Gravely concerning that Florida law enforcement is not pursuing obvious misconduct. GOP spoiler candidate schemes, Joel Greenberg’s crimes went unpunished—and uninvestigated—at the state level. What is going on with Florida law enforcement?
bit.ly/399BmqN
There is one exception, and that is Miami-Dade’s prosecution of a GOP spoiler candidate scheme. But they referred similar schemes to other prosecutors—who ignored them. Multiple reports about Greenberg also went uninvestigated for years.

Why? Is a special prosecutor needed?
Important to note the investigation related to this article only began after great journalists at the Orlando Sentinel pressed Florida Department of Law Enforcement on why it hadn’t looked into obvious ties between entities connected to this spoiler candidate and GOP operatives.
Greenberg was never charged with one crime until a victim went to the Feds and begged them to do something.
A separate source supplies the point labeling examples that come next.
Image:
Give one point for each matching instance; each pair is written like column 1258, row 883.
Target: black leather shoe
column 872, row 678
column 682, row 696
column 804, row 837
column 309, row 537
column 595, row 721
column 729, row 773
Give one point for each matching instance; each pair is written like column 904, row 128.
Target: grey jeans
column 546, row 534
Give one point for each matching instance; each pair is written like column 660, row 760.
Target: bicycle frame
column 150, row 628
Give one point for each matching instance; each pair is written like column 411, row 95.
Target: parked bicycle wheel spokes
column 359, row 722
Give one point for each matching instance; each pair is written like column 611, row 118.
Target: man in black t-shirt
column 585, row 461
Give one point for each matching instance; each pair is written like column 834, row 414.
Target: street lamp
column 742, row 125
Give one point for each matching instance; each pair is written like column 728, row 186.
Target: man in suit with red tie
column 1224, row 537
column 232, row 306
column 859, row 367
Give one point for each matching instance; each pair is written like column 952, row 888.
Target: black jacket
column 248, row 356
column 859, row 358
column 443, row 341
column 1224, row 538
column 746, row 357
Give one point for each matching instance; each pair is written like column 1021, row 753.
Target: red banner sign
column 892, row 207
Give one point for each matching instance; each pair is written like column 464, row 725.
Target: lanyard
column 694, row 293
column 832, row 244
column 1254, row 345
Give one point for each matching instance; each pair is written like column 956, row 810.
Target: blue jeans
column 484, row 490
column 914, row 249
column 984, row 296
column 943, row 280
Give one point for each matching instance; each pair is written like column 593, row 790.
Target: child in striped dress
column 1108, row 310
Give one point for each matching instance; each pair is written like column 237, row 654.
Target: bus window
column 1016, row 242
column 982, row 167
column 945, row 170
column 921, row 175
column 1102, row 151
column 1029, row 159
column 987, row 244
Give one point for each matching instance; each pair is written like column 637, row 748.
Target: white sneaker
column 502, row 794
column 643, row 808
The Feds looked into it and charged him with harassment and stalking. A year (and many additional charges) later, he pleaded guilty to embezzlement, human trafficking, etc.
But at least two sources went to Florida investigators over several years and told them Greenberg had engaged in misconduct. Nothing was done, and there is no sign they even pursued a serious investigation.
A cursory look at Greenberg’s spending as tax collector would have revealed a massive amount of bizarre contracts to friends, associates, etc. You know, things investigators like to pursue. The Sentinel reported on many of those, too.

No state investigation materialized. Why?
All this to say that newspapers like the Sentinel—and it’s southern neighbor, the Miami Herald—are pushing harder for investigations into quite obvious corruption and unlawful misconduct than Florida law enforcement appears to be. And that is really, really not good.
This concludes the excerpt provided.